Evaluate experiments (Comparison tab)¶
Model Comparison is a Preview feature that is on by default.
Feature flag: Enable Use Case Leaderboard Compare
There are two Leaderboard display options available in Workbench:
The Comparison tab (this page), which allows you to compare up to three models of the same type—for example, all binary or all regression—from any number of experiments within a single Use Case. (Models must be of the same type because accuracy metrics between different types are not directly comparable.)
The Experiment tab page, which helps to understand and evaluate models from a single non-time-aware experiment.
The model comparison tool, accessed by clicking the Comparison tab at the top of the Leaderboard, provides a filtered list of models from one or more Experiments in your Use Case. You can change the filtering logic, select the Leaderboard sorting order, and choose up to three models of the same target type to view side-by-side. The tab provides both model insight and model lineage comparison.
See the associated considerations for important additional information.
The following sections describe the major components of the Comparison Leaderboard:
Set up filtering¶
Once you click Comparison, from the tab or the breadcrumb dropdown, the initial display shows the most accurate model from each experiment in the active Use Case. There are three basic controls for setting up a comparison:
|Breadcrumbs||Click to display a list of up to 50 experiments in the Use Case that are available for comparison. The list displays experiments, sorted by creation date.|
|Filters||Set criteria for the Leaderboard model list.|
|Checkbox selectors||Select the models—up to three—to be used in the model insight and model lineage comparison.|
Select Filter models to set the criteria for the models that Workbench displays on the Comparison Leaderboard.
The Comparison Leaderboard lists all models that meet your filtering criteria, grouped by target type (binary classification, regression). Note that the standard sorting logic applies.
There are three ways to determine which models from all your experiments are added to the Comparison Leaderboard:
Comparison filters are saved when you navigate to another page. This allows you to resume your comparison when returning to this page. If the displayed models do not appear in the current Leaderboard model list, DataRobot displays the message "Model does not match applied filters." Use the Remove from comparison option in the model's model actions options to remove it from the comparison.
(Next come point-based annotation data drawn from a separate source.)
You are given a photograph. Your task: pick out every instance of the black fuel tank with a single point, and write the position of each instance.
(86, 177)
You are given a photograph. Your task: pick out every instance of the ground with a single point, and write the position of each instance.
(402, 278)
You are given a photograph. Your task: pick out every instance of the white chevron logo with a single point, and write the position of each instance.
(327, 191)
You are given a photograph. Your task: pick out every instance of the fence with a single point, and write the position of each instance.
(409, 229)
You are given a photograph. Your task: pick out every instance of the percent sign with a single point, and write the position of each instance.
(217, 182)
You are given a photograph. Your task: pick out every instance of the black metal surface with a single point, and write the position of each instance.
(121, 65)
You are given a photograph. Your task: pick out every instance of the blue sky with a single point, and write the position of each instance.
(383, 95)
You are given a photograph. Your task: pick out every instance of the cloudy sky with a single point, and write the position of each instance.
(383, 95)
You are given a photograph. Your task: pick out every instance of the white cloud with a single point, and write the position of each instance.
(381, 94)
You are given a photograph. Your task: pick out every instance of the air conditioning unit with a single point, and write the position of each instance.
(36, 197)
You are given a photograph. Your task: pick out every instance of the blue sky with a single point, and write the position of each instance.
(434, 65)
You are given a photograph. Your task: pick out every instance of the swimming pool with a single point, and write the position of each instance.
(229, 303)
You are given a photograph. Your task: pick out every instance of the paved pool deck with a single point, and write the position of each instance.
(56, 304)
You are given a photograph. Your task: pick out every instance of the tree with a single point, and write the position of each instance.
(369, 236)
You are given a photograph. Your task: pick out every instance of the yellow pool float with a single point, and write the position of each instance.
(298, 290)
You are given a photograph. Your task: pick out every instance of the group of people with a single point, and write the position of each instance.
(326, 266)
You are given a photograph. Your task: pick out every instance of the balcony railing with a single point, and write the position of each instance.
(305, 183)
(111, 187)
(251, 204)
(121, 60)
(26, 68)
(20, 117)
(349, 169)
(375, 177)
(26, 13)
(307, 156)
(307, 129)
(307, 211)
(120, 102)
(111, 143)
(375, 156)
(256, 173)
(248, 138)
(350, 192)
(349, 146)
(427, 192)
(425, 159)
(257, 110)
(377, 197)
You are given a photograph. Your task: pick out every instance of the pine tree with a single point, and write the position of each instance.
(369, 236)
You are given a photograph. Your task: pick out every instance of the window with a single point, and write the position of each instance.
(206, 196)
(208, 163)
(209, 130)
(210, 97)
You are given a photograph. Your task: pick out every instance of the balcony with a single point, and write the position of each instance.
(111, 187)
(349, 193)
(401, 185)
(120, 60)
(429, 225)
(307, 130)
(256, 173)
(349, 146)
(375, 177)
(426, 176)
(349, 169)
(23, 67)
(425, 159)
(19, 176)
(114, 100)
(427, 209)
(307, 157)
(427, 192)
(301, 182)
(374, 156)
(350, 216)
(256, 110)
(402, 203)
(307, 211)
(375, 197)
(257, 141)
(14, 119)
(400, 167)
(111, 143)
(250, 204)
Filter by experiment details¶
When toggled on, Filter by experiment details limits the Leaderboard to show only models from experiments that were trained on the selected dataset or target. This filter is applied after any additional filters are applied. Use this filter, for example, if you want to compare only models that use one or more specific datasets.
Filter by accuracy¶
Enabling Filter by accuracy adds the most accurate models, per experiment, to the Leaderboard. Select additional filters within this category to constrain how DataRobot selects the most accurate models. Accuracy rankings are based on the configured optimization metric (e.g., LogLoss for binary classification models, RMSE for regression models).
Additional criteria are described below:
|Return up to||Sets the number of models to compare from each experiment. DataRobot returns models based on highest accuracy.|
|Model sample size||Sets the sample size that returned models were trained on.|
|Model family||Returns only models that are part of the selected model family. Start typing to autocomplete the model family name.|
|Must support Scoring Code||When checked, returns only models that support Scoring Code export, allowing you to use DataRobot-generated models outside the platform.|
Model family selections¶
The Comparison Leaderboard can return models based on their "family." Below is a list of families run during Autopilot with example, but not all, member models.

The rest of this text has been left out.